死人に口無し

フセイン元イラク大統領が処刑された。死刑判決から2ヵ月後に死刑確定、確定から4日後の処刑である。

しかもその罪状が1982年にシーア派148人を殺した責任やと。笑わせる。ブッシュはファルージャで何人殺した?

この件に関しては多くの記事があるが2つだけ紹介する。

1つは愛媛新聞の大晦日の社説「フセイン大統領 死刑執行を急ぐべきでなかった」

もう1つは御馴染みシバレイ氏のブログである。是非見に行って欲しい。

クルド人に対する弾圧や化学兵器の使用、クウェート侵攻など解明しなければならない事件は山ほどあったはずだが、それにフタをするように急いで処刑しなければならなかった理由は何か?

まず裁判の公正さに重大な疑義があるということ。米軍が戦争捕虜として拘束したフセインは本来国際裁判で裁くべきである、という声を無視してアメリカは占領中にイラク高等法院を設立、米政府関係者約140人を「顧問」として送り込み、膨大な予算をつぎ込んだ。

国連もこのイラク高等法院の正当性を疑問視し、国連による独立法廷を設置すべきという報告を出している。また、国連人権高等弁務官ルイーズ氏は「不公正な審理による死刑の執行は国際法に違反する」との声明を出している。

ブッシュは「公正な裁判だった」と言っているが。

愛媛新聞によると「裁判長は政治介入を嫌気して辞職したり、『被告に寛容すぎる』という理由で更迭されたりした。 常に傍聴を許された国際人権団体ヒューマン・ライツ・ウオッチ(本部ニューヨーク)は、裁判官らが国際法をほとんど知らず『厳格な立証を求められる大量虐殺罪を公正に裁く能力がない』と指摘。重要な証拠が弁護側に事前開示されないなど『公判は根本的な欠陥だらけだった』と報告している。」

そして口封じ。イラン革命の波及を恐れたアメリカはフセインを焚きつけてイランに侵攻させた。当時のレーガン政権は全面的にフセインを支援した。フセインの生物・化学兵器や核開発にはアメリカの24の企業が関わっていたという報告がある。クウェート侵攻はアメリカがお墨付きを与えたことは有名である。

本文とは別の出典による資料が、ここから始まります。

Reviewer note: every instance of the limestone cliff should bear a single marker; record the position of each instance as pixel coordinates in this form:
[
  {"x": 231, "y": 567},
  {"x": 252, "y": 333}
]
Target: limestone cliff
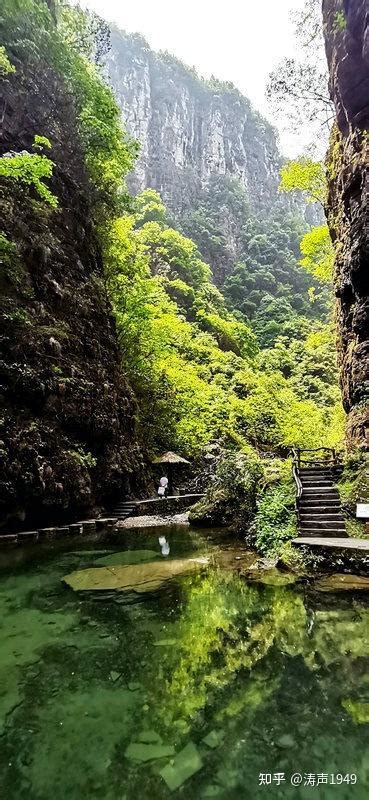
[
  {"x": 346, "y": 28},
  {"x": 189, "y": 128},
  {"x": 67, "y": 413}
]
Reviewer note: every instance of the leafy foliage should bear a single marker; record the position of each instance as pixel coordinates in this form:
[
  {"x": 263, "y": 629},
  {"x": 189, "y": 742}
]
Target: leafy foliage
[
  {"x": 31, "y": 170},
  {"x": 298, "y": 87},
  {"x": 318, "y": 255},
  {"x": 6, "y": 67},
  {"x": 305, "y": 176},
  {"x": 194, "y": 365},
  {"x": 275, "y": 520}
]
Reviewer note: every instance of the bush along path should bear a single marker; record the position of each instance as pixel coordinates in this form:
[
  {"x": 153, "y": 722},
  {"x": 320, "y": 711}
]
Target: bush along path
[{"x": 321, "y": 521}]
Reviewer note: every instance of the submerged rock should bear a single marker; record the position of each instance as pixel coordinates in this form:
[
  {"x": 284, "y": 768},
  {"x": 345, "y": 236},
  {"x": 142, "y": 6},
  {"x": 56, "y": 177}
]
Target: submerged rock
[
  {"x": 341, "y": 583},
  {"x": 185, "y": 764},
  {"x": 214, "y": 739},
  {"x": 128, "y": 557},
  {"x": 137, "y": 578},
  {"x": 139, "y": 751}
]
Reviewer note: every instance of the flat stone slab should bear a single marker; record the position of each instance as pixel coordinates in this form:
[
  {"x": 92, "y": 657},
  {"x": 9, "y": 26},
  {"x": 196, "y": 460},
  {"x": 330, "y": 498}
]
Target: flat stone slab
[
  {"x": 135, "y": 578},
  {"x": 139, "y": 751},
  {"x": 348, "y": 543},
  {"x": 184, "y": 765},
  {"x": 342, "y": 583}
]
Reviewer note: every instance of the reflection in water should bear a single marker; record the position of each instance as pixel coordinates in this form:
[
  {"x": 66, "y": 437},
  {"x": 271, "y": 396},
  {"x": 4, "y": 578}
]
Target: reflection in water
[
  {"x": 236, "y": 679},
  {"x": 165, "y": 549}
]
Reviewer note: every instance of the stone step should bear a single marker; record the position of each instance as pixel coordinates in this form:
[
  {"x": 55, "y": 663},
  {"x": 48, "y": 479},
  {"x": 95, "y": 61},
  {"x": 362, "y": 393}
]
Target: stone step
[
  {"x": 338, "y": 517},
  {"x": 326, "y": 504},
  {"x": 305, "y": 472},
  {"x": 320, "y": 490},
  {"x": 319, "y": 534},
  {"x": 317, "y": 484},
  {"x": 324, "y": 530}
]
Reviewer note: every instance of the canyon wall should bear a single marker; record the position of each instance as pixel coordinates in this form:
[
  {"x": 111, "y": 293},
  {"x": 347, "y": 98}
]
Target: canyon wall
[
  {"x": 67, "y": 441},
  {"x": 189, "y": 129},
  {"x": 346, "y": 29}
]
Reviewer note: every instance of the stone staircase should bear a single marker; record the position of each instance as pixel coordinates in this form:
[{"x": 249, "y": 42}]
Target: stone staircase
[
  {"x": 319, "y": 506},
  {"x": 123, "y": 509}
]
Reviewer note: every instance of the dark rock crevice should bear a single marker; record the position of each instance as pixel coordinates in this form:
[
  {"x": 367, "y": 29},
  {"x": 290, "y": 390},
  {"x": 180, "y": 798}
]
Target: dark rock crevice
[{"x": 348, "y": 203}]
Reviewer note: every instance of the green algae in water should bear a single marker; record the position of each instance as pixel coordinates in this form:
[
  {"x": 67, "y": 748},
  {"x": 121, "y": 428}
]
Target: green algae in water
[{"x": 240, "y": 677}]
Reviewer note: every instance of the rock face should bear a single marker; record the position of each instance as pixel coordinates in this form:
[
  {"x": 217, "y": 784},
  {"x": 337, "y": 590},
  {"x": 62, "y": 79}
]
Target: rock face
[
  {"x": 347, "y": 45},
  {"x": 67, "y": 412},
  {"x": 189, "y": 129}
]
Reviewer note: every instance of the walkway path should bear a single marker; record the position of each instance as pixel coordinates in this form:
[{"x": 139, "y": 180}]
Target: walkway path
[
  {"x": 321, "y": 521},
  {"x": 127, "y": 508}
]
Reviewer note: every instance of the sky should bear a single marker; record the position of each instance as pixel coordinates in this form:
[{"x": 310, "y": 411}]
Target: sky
[{"x": 235, "y": 40}]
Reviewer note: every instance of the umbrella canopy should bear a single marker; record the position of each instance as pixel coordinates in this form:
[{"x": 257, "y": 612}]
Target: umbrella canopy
[{"x": 170, "y": 458}]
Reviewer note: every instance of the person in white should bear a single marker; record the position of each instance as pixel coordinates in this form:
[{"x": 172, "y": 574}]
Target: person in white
[{"x": 163, "y": 485}]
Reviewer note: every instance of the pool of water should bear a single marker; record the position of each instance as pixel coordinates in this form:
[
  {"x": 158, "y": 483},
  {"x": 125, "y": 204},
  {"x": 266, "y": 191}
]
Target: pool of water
[{"x": 208, "y": 687}]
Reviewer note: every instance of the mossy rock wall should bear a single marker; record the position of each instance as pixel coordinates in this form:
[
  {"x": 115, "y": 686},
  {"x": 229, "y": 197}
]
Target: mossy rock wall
[{"x": 67, "y": 421}]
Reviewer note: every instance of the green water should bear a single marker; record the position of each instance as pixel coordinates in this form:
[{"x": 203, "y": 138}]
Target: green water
[{"x": 279, "y": 676}]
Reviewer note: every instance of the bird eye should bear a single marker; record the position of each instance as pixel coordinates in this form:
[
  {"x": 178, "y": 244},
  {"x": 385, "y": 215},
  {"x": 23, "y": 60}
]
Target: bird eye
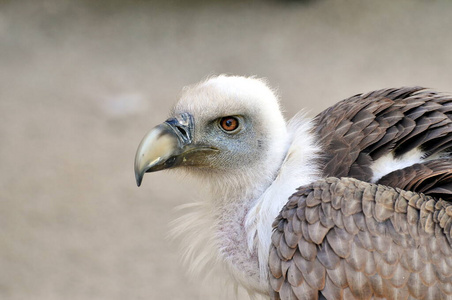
[{"x": 229, "y": 123}]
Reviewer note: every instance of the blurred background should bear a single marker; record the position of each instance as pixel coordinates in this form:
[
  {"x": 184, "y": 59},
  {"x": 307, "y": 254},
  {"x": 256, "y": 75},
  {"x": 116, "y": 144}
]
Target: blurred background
[{"x": 82, "y": 81}]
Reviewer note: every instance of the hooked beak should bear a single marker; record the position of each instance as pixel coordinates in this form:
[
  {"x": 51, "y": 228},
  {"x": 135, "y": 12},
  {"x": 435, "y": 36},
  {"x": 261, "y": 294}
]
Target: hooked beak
[{"x": 168, "y": 145}]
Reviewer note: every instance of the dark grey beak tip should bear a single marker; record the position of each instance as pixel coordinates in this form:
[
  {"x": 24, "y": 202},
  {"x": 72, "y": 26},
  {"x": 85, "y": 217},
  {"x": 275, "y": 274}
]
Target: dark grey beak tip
[{"x": 139, "y": 179}]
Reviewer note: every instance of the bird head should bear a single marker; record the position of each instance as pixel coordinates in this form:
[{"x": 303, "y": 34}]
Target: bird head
[{"x": 224, "y": 125}]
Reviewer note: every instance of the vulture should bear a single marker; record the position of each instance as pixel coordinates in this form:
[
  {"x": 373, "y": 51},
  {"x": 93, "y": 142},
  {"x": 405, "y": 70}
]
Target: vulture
[{"x": 352, "y": 204}]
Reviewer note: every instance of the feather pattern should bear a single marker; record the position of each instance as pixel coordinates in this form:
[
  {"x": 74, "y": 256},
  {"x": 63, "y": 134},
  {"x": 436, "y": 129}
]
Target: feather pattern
[{"x": 413, "y": 263}]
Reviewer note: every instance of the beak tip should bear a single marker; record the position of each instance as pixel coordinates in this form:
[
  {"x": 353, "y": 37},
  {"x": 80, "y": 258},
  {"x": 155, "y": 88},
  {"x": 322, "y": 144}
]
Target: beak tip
[{"x": 139, "y": 179}]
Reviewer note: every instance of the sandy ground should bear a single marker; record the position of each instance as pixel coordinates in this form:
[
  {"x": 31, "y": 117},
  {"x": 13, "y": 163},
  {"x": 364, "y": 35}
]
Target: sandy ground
[{"x": 81, "y": 82}]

てか、ブッシュが大統領の間に殺しておかなければ、叩けばホコリが出まくり、という事態になるのを恐れたのであろう。

ブッシュとマリキは一向に改善しない治安に対して高まる批判をフセインを処刑することによって「目に見える成果」として提示したかったのである。てか、それしか提示できるものが無い、と。

宗派対立を助長させることを承知で、だ。つまりやブッシュとマリキはイラク国民の命よりも自分たちの(超近視眼的)政治的メリットを優先させたわけである。